Re: [PATCH v2] fs: rename S_KERNEL_FILE

From: David Howells
Date: Fri Jan 28 2022 - 05:12:35 EST


Christoph Hellwig <hch@xxxxxx> wrote:

> S_KERNEL_FILE is grossly misnamed. We have plenty of files hold

"held".

> open by the kernel kernel using filp_open.

You said "kernel" twice.

And so what? Cachefiles holds files open by filp_open - but it can only do so
temporarily otherwise EMFILE/ENFILE and OOMs start to become a serious problem
because it could end up holding thousands of files open (one or two of the
xfstests cause this to happen).

Further, holding the file open *doesn't* prevent cachefilesd from trying to
cull the file to make space whilst it's "in use".

Yet further, I'm not holding the directories that form the cache layout open
with filp_open at all - I'm not reading them, so that would just be a waste of
resources - but I really don't want cachefilesd culling them because it sees
they're empty but cachefiles is holding them ready.

> This flag OTOH signals the inode as being a special snowflake that
> cachefiles holds onto that can't be unlinked because of ..., erm, pixie
> dust.

Really?
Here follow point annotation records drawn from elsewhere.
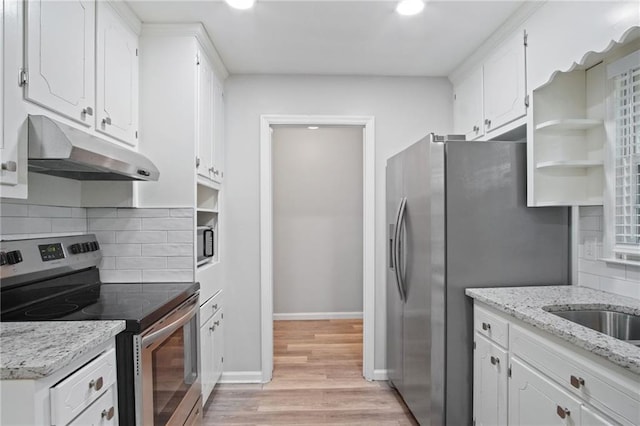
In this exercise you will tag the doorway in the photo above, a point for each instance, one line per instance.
(364, 124)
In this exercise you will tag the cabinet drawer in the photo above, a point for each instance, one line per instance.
(594, 384)
(103, 412)
(210, 307)
(491, 326)
(72, 395)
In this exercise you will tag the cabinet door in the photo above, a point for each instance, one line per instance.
(505, 84)
(116, 76)
(218, 129)
(534, 400)
(60, 52)
(467, 106)
(489, 383)
(206, 357)
(206, 87)
(218, 345)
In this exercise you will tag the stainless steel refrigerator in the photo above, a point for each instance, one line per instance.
(457, 218)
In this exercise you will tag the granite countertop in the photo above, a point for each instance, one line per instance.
(526, 304)
(32, 350)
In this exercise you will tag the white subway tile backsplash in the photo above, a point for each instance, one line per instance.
(167, 275)
(102, 212)
(123, 224)
(24, 225)
(144, 237)
(179, 262)
(169, 249)
(173, 223)
(143, 212)
(181, 212)
(180, 236)
(141, 262)
(69, 225)
(14, 210)
(120, 276)
(49, 211)
(121, 250)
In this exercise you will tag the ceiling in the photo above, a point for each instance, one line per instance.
(330, 37)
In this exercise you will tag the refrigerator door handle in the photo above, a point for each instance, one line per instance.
(397, 248)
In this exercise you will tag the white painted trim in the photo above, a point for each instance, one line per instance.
(302, 316)
(380, 374)
(241, 377)
(196, 30)
(266, 231)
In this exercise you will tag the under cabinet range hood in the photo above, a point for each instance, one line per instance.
(60, 150)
I presume you read the explanation I gave of the races that are a
consequence of splitting the driver between the kernel and userspace? I could
avoid them - or at least mitigate them - by keeping my own list of all the
inodes in use by cachefiles so that cachefilesd can query it. I did, in fact,
use to have such a list, but the core kernel already has such lists and the
facilities to translate pathnames into internal objects, so my stuff ought to
be redundant - all I need is one inode flag.
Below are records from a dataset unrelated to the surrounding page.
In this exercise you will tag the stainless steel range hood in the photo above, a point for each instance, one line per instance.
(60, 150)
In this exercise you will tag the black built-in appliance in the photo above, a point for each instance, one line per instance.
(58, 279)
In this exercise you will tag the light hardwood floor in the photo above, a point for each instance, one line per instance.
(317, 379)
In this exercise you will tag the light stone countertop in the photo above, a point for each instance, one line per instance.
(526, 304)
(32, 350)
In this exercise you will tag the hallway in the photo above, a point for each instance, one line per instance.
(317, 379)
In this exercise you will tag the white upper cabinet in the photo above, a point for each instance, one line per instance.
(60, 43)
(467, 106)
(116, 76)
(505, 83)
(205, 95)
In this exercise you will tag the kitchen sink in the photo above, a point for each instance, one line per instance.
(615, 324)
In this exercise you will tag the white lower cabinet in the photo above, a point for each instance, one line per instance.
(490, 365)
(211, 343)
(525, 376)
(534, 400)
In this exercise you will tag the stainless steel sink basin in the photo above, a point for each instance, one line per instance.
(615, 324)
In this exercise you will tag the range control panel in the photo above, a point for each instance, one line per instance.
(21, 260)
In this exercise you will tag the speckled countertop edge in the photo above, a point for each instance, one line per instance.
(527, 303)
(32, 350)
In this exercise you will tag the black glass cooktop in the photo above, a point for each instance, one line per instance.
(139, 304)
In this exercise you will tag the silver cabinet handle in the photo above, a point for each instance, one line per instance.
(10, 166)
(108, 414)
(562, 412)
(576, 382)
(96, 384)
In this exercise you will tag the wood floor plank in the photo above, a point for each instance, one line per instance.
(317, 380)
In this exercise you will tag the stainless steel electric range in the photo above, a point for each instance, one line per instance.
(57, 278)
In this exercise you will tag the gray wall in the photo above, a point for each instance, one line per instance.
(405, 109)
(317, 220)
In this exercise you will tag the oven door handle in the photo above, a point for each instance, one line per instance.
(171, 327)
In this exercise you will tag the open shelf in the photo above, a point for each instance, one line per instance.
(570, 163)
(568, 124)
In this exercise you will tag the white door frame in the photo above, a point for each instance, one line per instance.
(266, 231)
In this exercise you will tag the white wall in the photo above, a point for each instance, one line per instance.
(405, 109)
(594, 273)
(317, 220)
Further, that inode flag can be shared with anyone else who wants to do
something similar. It's just an "I'm using this" lock. There's no particular
reason to limit its use to cachefiles. In fact, it is better if it is then
shared so that in the unlikely event that two drivers try to use the same
file, an error will occur.

I do use it to defend cachefiles against itself also. In the event that
there's a bug or a race and it tries to reuse its own cache - particularly
with something like NFS that can have multiple superblocks for the same
source, just with different I/O parameters, for example - this can lead to
data corruption. I try to defend against it in fscache also, but there can be
delayed effects due to object finalisation being done in the background after
fscache has returned to the netfs.

Now, I do think there's an argument to be made for splitting the flag into
two, as I advanced in a proposed patch. One piece would just be an "I'm using
this", the other would be a "don't delete this" flag. Both are of potential
use to other drivers.

I take it you'd prefer this to be done a different way?

David